[
https://issues.apache.org/jira/browse/HDDS-11856?page=com.atlassian.jira.plugin.system.issuetabpanels:all-tabpanel
]
Shangshu Qian updated HDDS-11856:
---------------------------------
Description:
Currently, the state machine thread and the command handler thread are created
without the priority setting, making them vulnerable to contentions with each
other.
StateMachineThread:
{code:java}
public void startDaemon() {
Runnable startStateMachineTask = () -> {
try {
LOG.info("Ozone container server started.");
startStateMachineThread();
} catch (Exception ex) {
LOG.error("Unable to start the DatanodeState Machine", ex);
}
};
stateMachineThread = new ThreadFactoryBuilder()
.setDaemon(true)
.setNameFormat(datanodeDetails.threadNamePrefix() +
"DatanodeStateMachineDaemonThread")
.setUncaughtExceptionHandler((Thread t, Throwable ex) -> {
String message = "Terminate Datanode, encounter uncaught exception"
+ " in Datanode State Machine Thread";
ExitUtils.terminate(1, message, ex, LOG);
})
.build().newThread(startStateMachineTask);
stateMachineThread.start();
} {code}
Command handler thread:
{code:java}
private void initCommandHandlerThread(ConfigurationSource config) { /*
Runnable processCommandQueue = () -> {
long now;
while (getContext().getState() != DatanodeStates.SHUTDOWN) {
SCMCommand<?> command = getContext().getNextCommand();
if (command != null) {
commandDispatcher.handle(command);
commandsHandled++;
} else {
...
}
}
}; // We will have only one thread for command processing in a datanode.
cmdProcessThread = getCommandHandlerThread(processCommandQueue);
cmdProcessThread.start();
}
private Thread getCommandHandlerThread(Runnable processCommandQueue) {
Thread handlerThread = new Thread(processCommandQueue);
handlerThread.setDaemon(true);
handlerThread.setName(
datanodeDetails.threadNamePrefix() + "CommandProcessorThread");
handlerThread.setUncaughtExceptionHandler((Thread t, Throwable e) -> {
LOG.error("Critical Error : Command processor thread encountered an " +
"error.

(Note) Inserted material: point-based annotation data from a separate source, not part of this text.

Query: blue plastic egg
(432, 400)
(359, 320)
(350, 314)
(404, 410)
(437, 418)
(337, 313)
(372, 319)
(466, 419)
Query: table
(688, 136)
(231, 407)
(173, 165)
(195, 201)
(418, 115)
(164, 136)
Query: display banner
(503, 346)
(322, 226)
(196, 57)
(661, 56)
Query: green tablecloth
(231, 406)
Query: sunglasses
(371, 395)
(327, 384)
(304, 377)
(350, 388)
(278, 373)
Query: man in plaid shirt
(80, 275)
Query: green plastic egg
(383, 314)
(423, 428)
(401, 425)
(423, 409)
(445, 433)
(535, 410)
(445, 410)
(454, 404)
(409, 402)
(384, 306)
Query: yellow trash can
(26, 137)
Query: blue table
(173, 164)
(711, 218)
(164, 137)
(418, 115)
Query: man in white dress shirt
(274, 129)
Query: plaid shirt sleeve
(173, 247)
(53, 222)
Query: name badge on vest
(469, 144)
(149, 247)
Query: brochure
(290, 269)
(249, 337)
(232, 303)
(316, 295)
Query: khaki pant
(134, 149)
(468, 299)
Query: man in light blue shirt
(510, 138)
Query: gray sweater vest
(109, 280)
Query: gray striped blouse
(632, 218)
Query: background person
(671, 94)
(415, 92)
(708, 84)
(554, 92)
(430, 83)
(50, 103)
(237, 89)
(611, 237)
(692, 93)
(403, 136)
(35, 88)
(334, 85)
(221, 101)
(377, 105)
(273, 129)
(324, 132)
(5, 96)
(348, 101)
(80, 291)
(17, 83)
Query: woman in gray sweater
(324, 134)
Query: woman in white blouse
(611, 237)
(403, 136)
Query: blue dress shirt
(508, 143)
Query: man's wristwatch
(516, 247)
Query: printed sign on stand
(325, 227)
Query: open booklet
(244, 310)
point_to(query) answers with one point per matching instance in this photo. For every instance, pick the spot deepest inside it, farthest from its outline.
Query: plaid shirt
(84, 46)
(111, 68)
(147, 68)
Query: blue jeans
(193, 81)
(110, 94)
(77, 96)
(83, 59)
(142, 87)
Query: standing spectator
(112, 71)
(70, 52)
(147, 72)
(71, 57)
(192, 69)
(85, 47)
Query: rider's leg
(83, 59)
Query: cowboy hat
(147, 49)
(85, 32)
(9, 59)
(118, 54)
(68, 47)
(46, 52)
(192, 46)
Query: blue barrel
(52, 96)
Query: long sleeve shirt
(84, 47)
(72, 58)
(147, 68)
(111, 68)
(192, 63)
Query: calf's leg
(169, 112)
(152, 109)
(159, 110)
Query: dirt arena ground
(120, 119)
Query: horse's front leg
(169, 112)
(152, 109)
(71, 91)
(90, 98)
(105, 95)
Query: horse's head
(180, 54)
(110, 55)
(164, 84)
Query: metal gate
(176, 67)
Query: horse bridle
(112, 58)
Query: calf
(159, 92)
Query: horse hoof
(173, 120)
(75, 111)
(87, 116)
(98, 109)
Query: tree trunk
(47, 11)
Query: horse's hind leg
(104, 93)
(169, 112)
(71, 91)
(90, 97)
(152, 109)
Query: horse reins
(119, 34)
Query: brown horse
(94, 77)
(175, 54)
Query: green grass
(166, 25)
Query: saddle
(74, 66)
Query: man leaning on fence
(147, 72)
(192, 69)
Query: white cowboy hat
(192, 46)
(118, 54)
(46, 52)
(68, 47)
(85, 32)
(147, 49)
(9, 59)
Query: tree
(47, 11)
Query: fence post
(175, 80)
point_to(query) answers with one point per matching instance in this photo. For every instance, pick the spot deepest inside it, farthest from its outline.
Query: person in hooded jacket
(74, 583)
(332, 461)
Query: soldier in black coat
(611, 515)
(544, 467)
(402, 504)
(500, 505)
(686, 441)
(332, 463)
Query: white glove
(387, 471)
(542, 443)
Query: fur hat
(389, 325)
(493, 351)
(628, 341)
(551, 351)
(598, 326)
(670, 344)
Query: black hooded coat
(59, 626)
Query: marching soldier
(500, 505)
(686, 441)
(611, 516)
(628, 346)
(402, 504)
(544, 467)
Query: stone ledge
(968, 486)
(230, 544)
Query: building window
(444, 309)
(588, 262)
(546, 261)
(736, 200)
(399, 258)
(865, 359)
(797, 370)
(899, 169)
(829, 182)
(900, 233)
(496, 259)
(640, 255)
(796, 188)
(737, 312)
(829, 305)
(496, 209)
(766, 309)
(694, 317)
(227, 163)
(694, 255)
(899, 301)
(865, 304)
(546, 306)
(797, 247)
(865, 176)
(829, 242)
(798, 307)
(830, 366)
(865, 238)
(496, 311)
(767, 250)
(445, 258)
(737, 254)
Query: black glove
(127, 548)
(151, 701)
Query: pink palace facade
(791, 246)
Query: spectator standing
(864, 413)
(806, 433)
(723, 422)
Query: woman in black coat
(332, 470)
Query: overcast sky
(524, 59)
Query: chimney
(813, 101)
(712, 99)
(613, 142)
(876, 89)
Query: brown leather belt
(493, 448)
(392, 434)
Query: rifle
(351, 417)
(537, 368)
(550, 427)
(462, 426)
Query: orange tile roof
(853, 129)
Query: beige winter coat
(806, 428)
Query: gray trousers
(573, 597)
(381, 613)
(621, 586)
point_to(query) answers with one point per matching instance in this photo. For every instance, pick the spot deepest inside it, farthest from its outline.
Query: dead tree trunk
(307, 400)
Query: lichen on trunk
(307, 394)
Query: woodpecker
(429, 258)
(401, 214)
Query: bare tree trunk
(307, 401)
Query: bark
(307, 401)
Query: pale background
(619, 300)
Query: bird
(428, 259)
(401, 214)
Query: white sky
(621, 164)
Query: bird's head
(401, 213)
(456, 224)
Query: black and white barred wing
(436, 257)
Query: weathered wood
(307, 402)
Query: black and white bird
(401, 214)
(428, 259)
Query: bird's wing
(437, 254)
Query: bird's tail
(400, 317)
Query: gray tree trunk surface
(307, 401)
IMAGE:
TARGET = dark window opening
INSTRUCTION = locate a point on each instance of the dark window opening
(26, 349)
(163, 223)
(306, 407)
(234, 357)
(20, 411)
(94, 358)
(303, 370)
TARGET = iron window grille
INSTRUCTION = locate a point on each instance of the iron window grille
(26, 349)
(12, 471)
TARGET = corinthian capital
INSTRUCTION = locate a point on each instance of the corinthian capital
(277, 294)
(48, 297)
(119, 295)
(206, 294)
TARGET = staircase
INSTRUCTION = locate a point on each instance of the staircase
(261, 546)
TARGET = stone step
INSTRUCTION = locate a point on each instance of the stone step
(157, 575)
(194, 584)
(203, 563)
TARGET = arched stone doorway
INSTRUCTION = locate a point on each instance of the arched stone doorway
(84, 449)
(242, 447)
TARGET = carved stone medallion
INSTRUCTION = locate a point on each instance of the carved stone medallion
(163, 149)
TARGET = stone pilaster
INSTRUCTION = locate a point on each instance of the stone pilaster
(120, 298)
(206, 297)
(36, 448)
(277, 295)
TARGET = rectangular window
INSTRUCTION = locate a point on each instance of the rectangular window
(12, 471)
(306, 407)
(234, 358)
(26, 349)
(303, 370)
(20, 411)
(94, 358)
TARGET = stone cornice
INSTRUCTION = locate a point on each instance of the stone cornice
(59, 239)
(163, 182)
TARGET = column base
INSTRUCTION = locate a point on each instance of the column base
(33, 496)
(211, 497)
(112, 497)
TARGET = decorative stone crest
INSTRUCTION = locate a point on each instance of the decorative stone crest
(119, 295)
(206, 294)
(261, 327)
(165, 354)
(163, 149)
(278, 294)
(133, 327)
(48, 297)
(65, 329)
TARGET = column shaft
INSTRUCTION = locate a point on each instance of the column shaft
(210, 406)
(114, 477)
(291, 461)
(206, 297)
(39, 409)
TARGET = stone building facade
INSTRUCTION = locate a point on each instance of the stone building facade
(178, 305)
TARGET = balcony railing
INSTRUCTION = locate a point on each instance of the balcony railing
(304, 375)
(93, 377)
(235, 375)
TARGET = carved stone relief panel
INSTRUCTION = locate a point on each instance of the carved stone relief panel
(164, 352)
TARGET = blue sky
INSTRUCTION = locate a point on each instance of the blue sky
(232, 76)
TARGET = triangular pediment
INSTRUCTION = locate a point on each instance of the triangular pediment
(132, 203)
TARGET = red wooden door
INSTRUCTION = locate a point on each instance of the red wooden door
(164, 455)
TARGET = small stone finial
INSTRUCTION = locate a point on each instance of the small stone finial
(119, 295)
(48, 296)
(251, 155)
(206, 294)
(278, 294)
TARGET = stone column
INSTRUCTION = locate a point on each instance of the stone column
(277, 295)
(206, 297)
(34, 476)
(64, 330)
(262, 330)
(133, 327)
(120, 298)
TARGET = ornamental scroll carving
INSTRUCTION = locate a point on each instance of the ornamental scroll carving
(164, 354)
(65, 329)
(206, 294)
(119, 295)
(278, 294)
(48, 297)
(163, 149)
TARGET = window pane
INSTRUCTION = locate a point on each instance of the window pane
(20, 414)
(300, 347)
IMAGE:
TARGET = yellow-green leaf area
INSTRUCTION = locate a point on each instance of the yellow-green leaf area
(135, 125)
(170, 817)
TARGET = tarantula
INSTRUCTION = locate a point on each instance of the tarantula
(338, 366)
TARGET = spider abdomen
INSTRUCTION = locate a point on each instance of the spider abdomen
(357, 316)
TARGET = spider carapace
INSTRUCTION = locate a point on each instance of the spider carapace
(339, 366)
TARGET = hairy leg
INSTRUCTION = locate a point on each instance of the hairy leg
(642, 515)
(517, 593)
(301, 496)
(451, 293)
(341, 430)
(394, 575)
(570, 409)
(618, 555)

Thread: {}", t.toString(), e);
getCommandHandlerThread(processCommandQueue).start();
});
return handlerThread;
} {code}
If the command handler is busy with a large amount of tasks, the state machine
thread can potentially be delayed. Since the state machine thread is also
sending heartbeat to the StorageContainerManager (SCM), delaying from command
handler thread may cause the system run into a feedback loop.
For example:
# The cluster has a large amount of write operations, resulting in a large
number of pipeline creations.
# Some DN got unresponsive due to overloading, making their HB delayed to the
SCM and being marked as dead nodes.
# The pipeline creations will be retried, and other nodes also need to
actively recover the data from the node in step 2. This result in more load
being pushed to the cluster.
Setting the state machine thread to a higher priority than the command handler
thread would make this problem less likely to happen.
was:
Currently, the state machine thread and the command handler thread are created
without the priority setting, making them vulnerable to contentions with each
other.
StateMachineThread:
{code:java}
public void startDaemon() {
Runnable startStateMachineTask = () -> {
try {
LOG.info("Ozone container server started.");
startStateMachineThread();
} catch (Exception ex) {
LOG.error("Unable to start the DatanodeState Machine", ex);
}
};
stateMachineThread = new ThreadFactoryBuilder()
.setDaemon(true)
.setNameFormat(datanodeDetails.threadNamePrefix() +
"DatanodeStateMachineDaemonThread")
.setUncaughtExceptionHandler((Thread t, Throwable ex) -> {
String message = "Terminate Datanode, encounter uncaught exception"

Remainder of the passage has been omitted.